Nutek Sign Creations owner David Sawatzky said before his business license was approved, building and fire inspectors checked to make sure his work was being done in a safe environment.
“We have laws in place to keep people safe, but there’s a segment that doesn’t have to [play by the same rules] even though they’re running a business that’s a lot more potentially hazardous,” said Sawatzky, who sits on the chamber’s government affairs committee. “They’re legitimate in the eyes of Health Canada.”
Even though growers have a Health Canada licence, safety inspectors can still visit the property because fire and building codes must be met, said Fire Chief Ian Fitzpatrick.
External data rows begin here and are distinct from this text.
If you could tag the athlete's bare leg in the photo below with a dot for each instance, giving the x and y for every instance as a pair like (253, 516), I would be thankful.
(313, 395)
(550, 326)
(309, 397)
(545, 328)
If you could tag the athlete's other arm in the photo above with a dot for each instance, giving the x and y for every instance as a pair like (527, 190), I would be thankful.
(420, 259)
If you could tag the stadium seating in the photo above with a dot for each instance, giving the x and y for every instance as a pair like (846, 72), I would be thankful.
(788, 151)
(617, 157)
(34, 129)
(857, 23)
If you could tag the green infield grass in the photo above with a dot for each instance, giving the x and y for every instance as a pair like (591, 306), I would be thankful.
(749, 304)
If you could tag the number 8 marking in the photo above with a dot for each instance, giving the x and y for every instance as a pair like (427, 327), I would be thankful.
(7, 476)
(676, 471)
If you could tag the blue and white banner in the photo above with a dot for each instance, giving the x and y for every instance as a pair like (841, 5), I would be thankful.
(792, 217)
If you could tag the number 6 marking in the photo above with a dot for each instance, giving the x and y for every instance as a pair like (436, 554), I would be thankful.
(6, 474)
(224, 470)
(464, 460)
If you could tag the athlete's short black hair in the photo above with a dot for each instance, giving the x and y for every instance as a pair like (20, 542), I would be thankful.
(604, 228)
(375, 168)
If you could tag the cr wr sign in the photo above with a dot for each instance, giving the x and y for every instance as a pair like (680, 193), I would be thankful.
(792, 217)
All buildings are subject to inspections and the frequency depends on the type of business.
“We don’t see a whole lot of [marijuana grow operations in industrial zones], but we see a fair share in different areas of industrial sections in town,” he said.
Fitzpatrick noted inspectors can enter buildings to make sure they’re safe with or without the owners’ permission. If there are issues, officials can write work orders for improvement. If the owners don’t comply, daily fines can be levied.
“If they bring their building up to code, we have no issues with it,” said Fitzpatrick. “It’s as far as we can go.”
If the fire department receives information there is criminal activity taking place, the case will be referred to the RCMP.
According to Favero, two per cent of production licences issued by Health Canada are in Mission, yet the district accounts for 0.1 per cent of Canada’s population. There are more than 380 licensed marijuana grow operations here, she said.
Health Canada is working on changes to its Marijuana Medical Access Program to address concerns from a number of groups, including police, fire officials and local governments, but the new regulations are not expected to take affect until 2015.
Meanwhile, the chamber would like to work with the district to eliminate businesses without business permits from operating in Mission’s industrial zones.
District staff is developing a strategy, with a report expected in September.
“You will find council supports the efforts of the chamber,” said Mayor Ted Adlem.